Infermieri verso la Svizzera
Como, 27 giugno 2019 - Difficoltà di assicurare il turnover, specializzazioni e concorrenza della Svizzera che ruba medici e infermieri quando sono già formati. La sanità comasca ha praticamente gli stessi problemi del resto dello Stivale, ma in più deve subire la concorrenza della vicina Confederazione elvetica dove i camici bianchi italiani sono molto ambiti, per la loro formazione eccellente e anche perché parlano italiano un valore aggiunto quando si ha a che fare con pazienti anziani.

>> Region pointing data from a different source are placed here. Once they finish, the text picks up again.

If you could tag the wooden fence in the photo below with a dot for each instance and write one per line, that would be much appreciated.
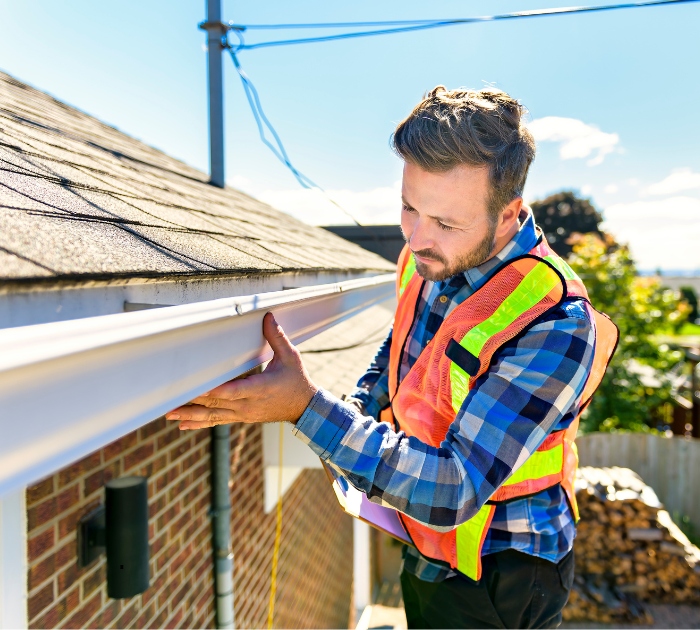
(671, 466)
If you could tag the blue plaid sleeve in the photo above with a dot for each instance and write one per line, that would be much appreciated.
(372, 392)
(533, 386)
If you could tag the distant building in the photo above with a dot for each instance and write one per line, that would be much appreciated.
(385, 240)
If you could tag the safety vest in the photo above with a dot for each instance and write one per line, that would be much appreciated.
(425, 403)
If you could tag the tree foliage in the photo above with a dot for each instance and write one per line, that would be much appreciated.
(641, 308)
(564, 214)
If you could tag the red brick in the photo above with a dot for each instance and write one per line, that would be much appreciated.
(191, 460)
(179, 450)
(179, 526)
(39, 601)
(69, 524)
(67, 498)
(41, 513)
(157, 505)
(179, 559)
(109, 613)
(170, 587)
(86, 612)
(165, 478)
(119, 446)
(66, 554)
(175, 620)
(40, 572)
(39, 491)
(170, 436)
(188, 620)
(74, 471)
(97, 480)
(138, 455)
(145, 617)
(166, 517)
(154, 588)
(67, 578)
(159, 621)
(152, 428)
(177, 489)
(50, 619)
(154, 466)
(127, 616)
(94, 580)
(158, 544)
(40, 544)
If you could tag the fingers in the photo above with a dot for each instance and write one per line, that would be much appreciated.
(200, 417)
(279, 342)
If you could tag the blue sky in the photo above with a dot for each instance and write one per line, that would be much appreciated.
(613, 98)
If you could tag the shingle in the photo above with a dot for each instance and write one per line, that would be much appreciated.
(13, 266)
(81, 198)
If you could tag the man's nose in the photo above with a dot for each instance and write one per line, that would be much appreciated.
(420, 238)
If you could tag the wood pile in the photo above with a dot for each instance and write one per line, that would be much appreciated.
(628, 551)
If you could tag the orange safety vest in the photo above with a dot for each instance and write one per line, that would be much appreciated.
(425, 403)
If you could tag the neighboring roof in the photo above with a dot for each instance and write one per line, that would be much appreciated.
(385, 240)
(348, 347)
(82, 200)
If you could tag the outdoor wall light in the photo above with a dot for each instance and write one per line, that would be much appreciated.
(120, 528)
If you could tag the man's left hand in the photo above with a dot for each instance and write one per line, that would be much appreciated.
(281, 393)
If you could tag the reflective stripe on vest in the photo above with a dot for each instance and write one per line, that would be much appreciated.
(427, 398)
(469, 540)
(407, 274)
(534, 287)
(470, 535)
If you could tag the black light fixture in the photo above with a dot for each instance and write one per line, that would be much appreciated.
(120, 528)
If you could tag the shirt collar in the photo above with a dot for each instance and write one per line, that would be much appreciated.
(521, 243)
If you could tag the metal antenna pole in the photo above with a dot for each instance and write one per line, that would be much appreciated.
(216, 30)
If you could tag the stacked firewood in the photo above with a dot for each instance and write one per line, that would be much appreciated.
(628, 551)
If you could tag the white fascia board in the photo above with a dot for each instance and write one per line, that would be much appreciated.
(69, 388)
(27, 304)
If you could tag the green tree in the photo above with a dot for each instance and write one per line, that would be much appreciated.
(689, 295)
(641, 308)
(564, 214)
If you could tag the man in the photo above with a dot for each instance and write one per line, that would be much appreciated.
(480, 383)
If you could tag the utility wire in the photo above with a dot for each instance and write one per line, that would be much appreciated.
(418, 25)
(262, 121)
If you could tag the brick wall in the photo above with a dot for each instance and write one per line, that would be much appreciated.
(64, 596)
(315, 568)
(314, 576)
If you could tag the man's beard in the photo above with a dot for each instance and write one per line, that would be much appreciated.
(474, 258)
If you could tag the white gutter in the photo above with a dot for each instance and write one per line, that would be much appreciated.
(69, 388)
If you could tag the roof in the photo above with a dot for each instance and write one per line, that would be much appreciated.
(337, 357)
(82, 200)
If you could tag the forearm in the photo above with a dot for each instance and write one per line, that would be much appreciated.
(505, 418)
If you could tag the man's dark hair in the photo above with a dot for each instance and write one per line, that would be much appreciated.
(475, 127)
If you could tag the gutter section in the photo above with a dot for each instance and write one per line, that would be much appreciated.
(69, 388)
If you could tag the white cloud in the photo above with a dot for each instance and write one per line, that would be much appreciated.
(661, 234)
(376, 206)
(679, 180)
(577, 139)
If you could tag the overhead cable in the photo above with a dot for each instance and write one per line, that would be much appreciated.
(262, 121)
(420, 25)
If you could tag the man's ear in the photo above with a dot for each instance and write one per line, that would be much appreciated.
(509, 217)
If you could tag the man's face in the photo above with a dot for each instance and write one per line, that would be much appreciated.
(444, 219)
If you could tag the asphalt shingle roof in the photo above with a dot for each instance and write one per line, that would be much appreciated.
(80, 199)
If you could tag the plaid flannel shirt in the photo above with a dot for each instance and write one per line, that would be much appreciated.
(533, 387)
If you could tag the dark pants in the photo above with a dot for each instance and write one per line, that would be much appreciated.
(516, 590)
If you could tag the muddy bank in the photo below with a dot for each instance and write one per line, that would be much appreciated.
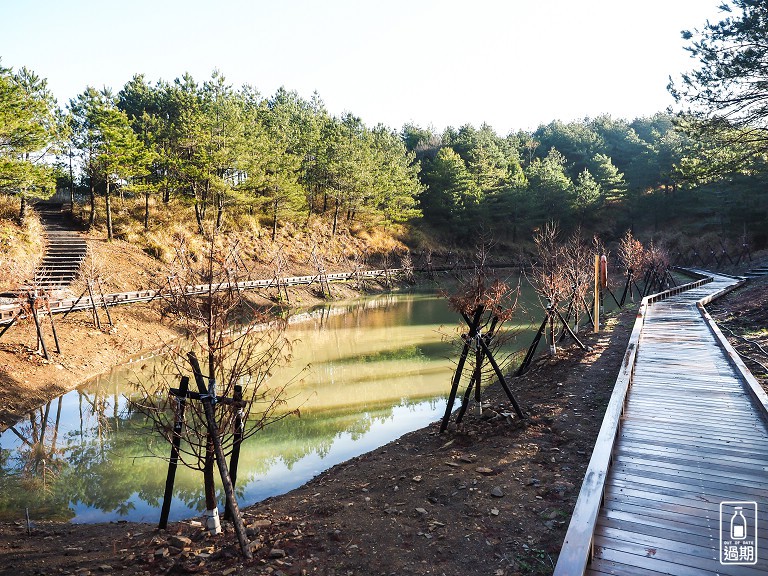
(491, 497)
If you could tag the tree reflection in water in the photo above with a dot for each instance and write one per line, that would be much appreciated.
(378, 371)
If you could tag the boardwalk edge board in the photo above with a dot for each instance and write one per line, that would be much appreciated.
(578, 546)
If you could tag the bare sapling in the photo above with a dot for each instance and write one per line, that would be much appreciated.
(238, 344)
(632, 256)
(549, 277)
(485, 302)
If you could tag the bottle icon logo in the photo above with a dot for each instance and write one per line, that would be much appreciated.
(738, 533)
(738, 524)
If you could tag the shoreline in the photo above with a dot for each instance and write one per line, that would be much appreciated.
(410, 494)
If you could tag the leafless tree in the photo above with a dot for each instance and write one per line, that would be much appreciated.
(549, 276)
(240, 344)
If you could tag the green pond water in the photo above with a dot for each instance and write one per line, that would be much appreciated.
(375, 369)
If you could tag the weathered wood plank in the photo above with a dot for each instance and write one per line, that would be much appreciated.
(693, 433)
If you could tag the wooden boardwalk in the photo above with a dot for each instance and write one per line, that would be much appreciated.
(693, 434)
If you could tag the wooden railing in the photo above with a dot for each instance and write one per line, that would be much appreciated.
(577, 549)
(9, 311)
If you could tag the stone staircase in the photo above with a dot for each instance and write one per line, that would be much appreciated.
(65, 249)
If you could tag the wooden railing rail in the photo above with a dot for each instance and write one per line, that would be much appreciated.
(9, 311)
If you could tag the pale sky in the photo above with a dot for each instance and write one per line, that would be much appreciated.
(511, 63)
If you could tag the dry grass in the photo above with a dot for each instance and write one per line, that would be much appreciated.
(21, 246)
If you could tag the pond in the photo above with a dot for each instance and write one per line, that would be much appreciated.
(377, 368)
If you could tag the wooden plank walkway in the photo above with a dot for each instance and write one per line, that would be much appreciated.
(693, 434)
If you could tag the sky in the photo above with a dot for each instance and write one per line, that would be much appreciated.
(513, 64)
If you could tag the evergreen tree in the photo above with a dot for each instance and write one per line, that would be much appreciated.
(29, 129)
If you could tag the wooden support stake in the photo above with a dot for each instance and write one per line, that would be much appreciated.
(532, 348)
(234, 458)
(93, 307)
(75, 304)
(53, 326)
(178, 429)
(569, 331)
(500, 376)
(104, 302)
(460, 367)
(7, 326)
(221, 461)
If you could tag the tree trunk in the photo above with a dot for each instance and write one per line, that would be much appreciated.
(219, 210)
(71, 186)
(146, 211)
(335, 217)
(275, 206)
(199, 218)
(108, 208)
(92, 216)
(23, 209)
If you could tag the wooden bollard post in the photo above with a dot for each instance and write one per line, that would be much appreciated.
(32, 304)
(53, 325)
(597, 294)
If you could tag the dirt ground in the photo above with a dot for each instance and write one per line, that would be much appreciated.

«Una volta formati i neolaureati fanno le valigie e vanno all’estero, soprattutto in Svizzera dove gli stipendi sono ben più alti che da noi», spiega Cesare Guanziroli, segretario della Cisl Medici dei Laghi. Basta andare oltreconfine per guadagnare il doppio e anche il triplo, spesso con un carico di ore inferiore. «L’età media dei medici si è alzata insieme al carico di lavoro che è diventato imponente – prosegue Guanziroli – spesso anche per colpa della burocrazia». Secondo l’Ente ospedaliero cantonale del Ticino, in 10 anni il numero degli italiani negli ospedali ticinesi è passato dal 20 al 40%. Non solo, l’Eurispes nel suo ultimo rapporto spiega che negli ultimi 10 anni sono almeno 10mila i medici che hanno lasciato l’Italia per andare all’estero e il 26% di questi giovani medici under 40 ha scelto la Svizzera, superata nel gradimento dei camici bianchi solo dall’Inghilterra dove la percentuale dei medici italiani in fuga arriva al 33%.
«Anche noi subiamo questo fenomeno – spiega Dario Cremonesi, presidente dell’Ordine degli Infermieri di Como – un centinaio di colleghi ha scelto di lavorare in Svizzera pur continuando ad abitare in provincia di Como». La ragione è solo di natura retributiva: un infermiere in Italia con un contratto part-time guadagna 1.400 euro al mese e in Canton Ticino a parità di ore arriva a 3mila euro, in caso di contratto pieno si possono superare i 5mila. Pensare che le opportunità non mancherebbero anche al di qua dal confine, nei prossimi 10 anni si stima che su scala nazionale saranno 8 milioni gli anziani che soffriranno di una patologia cronica grave e quindi avranno diritto di assistenza continua. «Se oggi ci sono 35 anziani ogni 100 persone in età lavorativa, nel 2050 ce ne saranno quasi il doppio, 63 – conclude Cremonesi –. Ci sarà sempre più bisogno di bravi infermieri qualificati e motivati». E magari anche pagati un po’ meglio per non subire la tentazione di fuggire oltreconfine.